1. I cut my hair. This is not a particular skill of mine, but I can do it well enough to not look like the Pittsburgh Paint Dutch boy.

I didn’t always cut my own hair and Len’s hair - but in quarantine, it’s a solution that saves time, money, and drama. 

2. We mixed dried dill into a half block of cream cheese to make a better-than-average sandwich/cracker spread. A block of cream cheese equals half of a box of butter in case you want to do the math to see which one is cheaper.
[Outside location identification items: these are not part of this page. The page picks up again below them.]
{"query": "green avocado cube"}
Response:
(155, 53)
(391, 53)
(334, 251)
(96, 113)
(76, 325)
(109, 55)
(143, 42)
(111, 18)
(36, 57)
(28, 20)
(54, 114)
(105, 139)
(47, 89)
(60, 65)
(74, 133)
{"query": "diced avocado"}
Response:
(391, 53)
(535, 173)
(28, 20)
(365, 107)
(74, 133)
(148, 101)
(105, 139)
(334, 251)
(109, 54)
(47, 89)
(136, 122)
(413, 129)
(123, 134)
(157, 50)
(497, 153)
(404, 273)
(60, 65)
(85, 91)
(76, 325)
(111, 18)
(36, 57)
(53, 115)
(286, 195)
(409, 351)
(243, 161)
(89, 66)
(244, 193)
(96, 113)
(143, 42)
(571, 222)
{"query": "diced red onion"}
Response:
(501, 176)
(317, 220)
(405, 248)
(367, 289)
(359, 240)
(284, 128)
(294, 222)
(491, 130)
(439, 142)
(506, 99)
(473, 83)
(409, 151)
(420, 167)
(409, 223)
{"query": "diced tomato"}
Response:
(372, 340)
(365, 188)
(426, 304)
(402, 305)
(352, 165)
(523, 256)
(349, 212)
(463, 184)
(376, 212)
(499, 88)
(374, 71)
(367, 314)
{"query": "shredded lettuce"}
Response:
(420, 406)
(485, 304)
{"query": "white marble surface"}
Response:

Mostly, it’s tasty.

3. Okay, this is my big kahuna.

I made cat food!

It had never occurred to me to do this before – and Yamiche and Weijia are our 14th and 15th cat! Long story short, the wet cat foods we prefer to buy are $4 - 6.40/pound which is definitely pricier than we pay for most of OUR meat.  Plus, there’s the relentlessness of it; two 5.5 oz cans of chicken per day is around $3.

For $1.79 to $4/pound we bought – mackerel, chicken breasts (a bag of frozen ones on sale), a pork tenderloin (we ate most of it first.)
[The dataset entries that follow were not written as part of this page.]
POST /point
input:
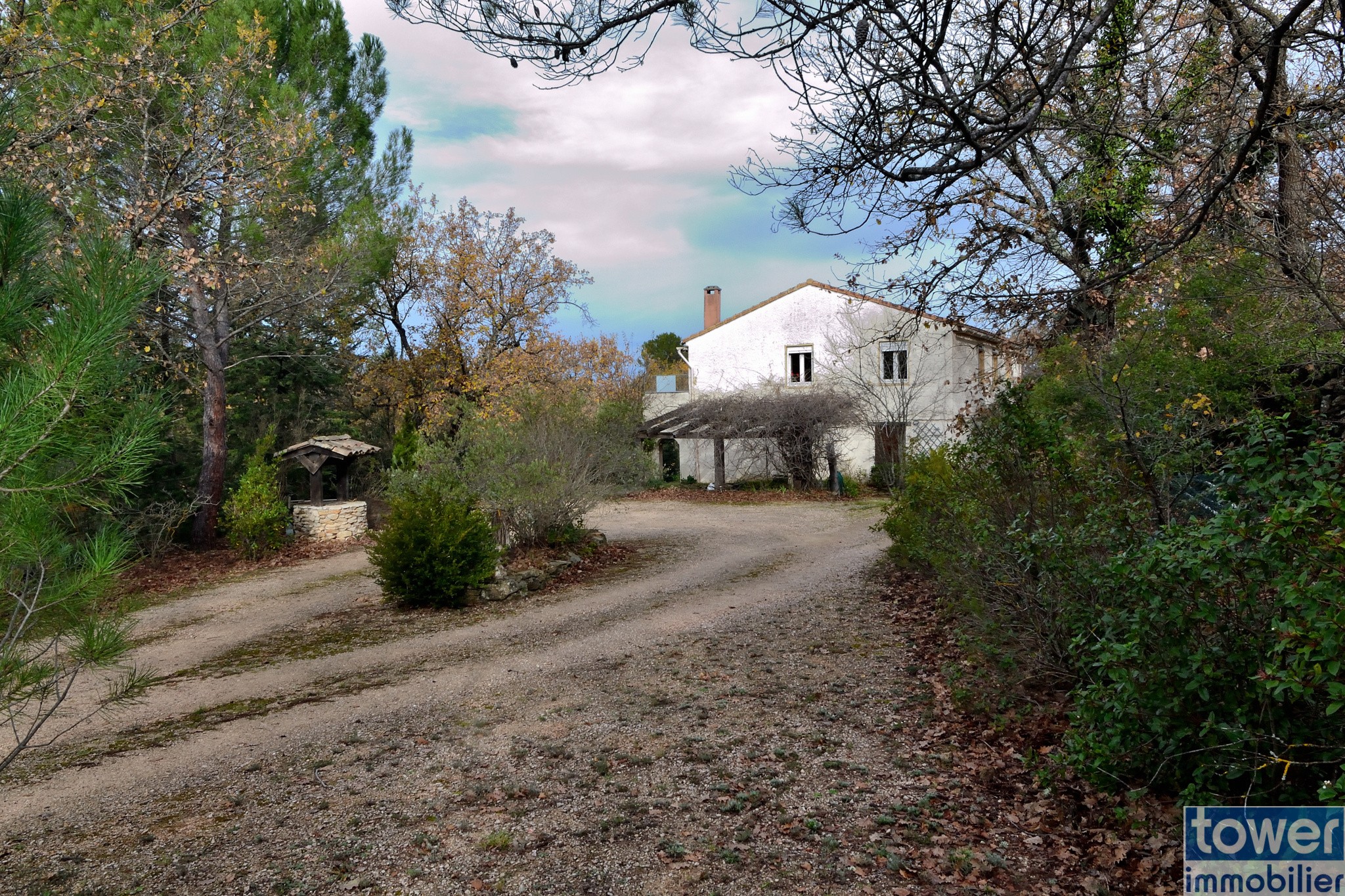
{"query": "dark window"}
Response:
(801, 366)
(893, 362)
In the spirit of “How hard can it be?” I looked online, watched a couple videos, and realized wet cat food is a concoction that is about 4/5’s meat and 1/5th boiled squash or sweet potato or carrots, with maybe parsley simmered in with the meat or veggies. Put the cooked meat and some boiled veggie in the Cuisinart or blender. Make sure to add enough water or broth so that the final product is the consistency of canned cat food.

The mackerel is already cooked and it’s so oily and smelly that it woke the cats from their naps to come into the kitchen to meow at me. That was cute. BOY do they love mackerel, which is the cheapest meat we bought.

I read that cats get most of their water from wet food. Even if they will drink from a water dish, chances are they aren’t drinking enough to stave off long term kidney damage. I don’t know where I read this, so ask your own vet.  Caught my attention though.

Weijia and Yamiche love their homemade food.  We put some is a plastic tub in the fridge and just dish it out when we feed them.  I also put some in tiny plastic containers in the freezer. 

This saves money plus a lot of single-use containers of cat food going into landfills. We will continue to buy bags of dry kibble for them as a side dose of vitamins.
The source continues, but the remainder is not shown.